Selon une source israélienne, si Washington ne parvient pas à conclure un accord avec Téhéran visant à freiner ce programme, une confrontation pourrait devenir inévitable : « Nous espérons que Trump réussira à obtenir un accord, mais Israël doit aussi se préparer à l’échec de cette option »,
À Téhéran, le message est clair : la production de missiles balistiques n’est pas négociable. Le porte-parole du ministère iranien des Affaires étrangères a récemment affirmé qu’il s’agissait d’un outil de « défense et de dissuasion », exclu de tout cadre de négociation.
Du point de vue israélien, l’ampleur du danger est majeure : « Un tir massif de missiles balistiques pourrait provoquer des dégâts comparables à ceux d’une petite bombe atomique. C’est une ligne rouge qu’Israël ne peut accepter ».
Des images satellites récentes montrent que l’Iran a entamé la reconstruction de sites de production de missiles endommagés lors de frappes israéliennes précédentes. Tout en affirmant que Téhéran n’a pas encore retrouvé l’ensemble de ses capacités d’avant-guerre. les experts estiment que si ces installations retrouvent leur pleine capacité, l’Iran pourrait produire « des centaines de missiles par mois.

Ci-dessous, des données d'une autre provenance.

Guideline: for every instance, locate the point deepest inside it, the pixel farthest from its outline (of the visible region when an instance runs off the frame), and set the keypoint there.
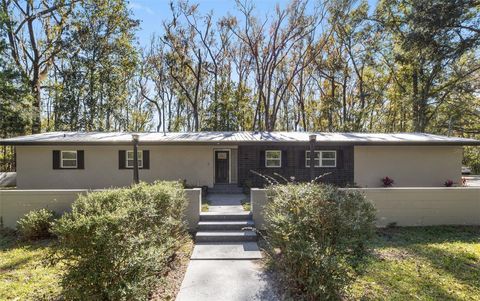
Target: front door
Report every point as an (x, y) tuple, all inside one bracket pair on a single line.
[(221, 166)]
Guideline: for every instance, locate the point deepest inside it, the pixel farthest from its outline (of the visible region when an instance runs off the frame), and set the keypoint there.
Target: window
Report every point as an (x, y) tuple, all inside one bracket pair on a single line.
[(317, 159), (273, 158), (322, 159), (329, 158), (68, 159), (129, 158)]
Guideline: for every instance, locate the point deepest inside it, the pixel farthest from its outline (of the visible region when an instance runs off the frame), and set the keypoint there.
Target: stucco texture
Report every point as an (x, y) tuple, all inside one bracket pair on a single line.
[(16, 203), (407, 206), (408, 166), (192, 163)]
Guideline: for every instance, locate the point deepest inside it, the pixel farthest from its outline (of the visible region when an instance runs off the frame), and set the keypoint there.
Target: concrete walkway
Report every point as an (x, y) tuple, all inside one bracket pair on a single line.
[(226, 203), (226, 280), (226, 271)]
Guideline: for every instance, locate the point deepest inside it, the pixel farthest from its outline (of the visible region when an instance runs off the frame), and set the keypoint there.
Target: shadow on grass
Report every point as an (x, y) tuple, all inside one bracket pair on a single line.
[(434, 263)]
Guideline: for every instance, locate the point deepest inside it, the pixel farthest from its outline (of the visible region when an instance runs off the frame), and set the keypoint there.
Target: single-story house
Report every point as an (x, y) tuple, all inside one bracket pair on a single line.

Au sein de l’establishment sécuritaire israélien, l’analyse dominante est que l’Iran privilégie pour l’instant la consolidation de ses capacités – renforcement du renseignement, soutien accru au Hezbollah et aux Houthis – plutôt qu’une confrontation immédiate. Mais une mauvaise interprétation des signaux envoyés par Israël pourrait pousser Téhéran à agir de manière préventive.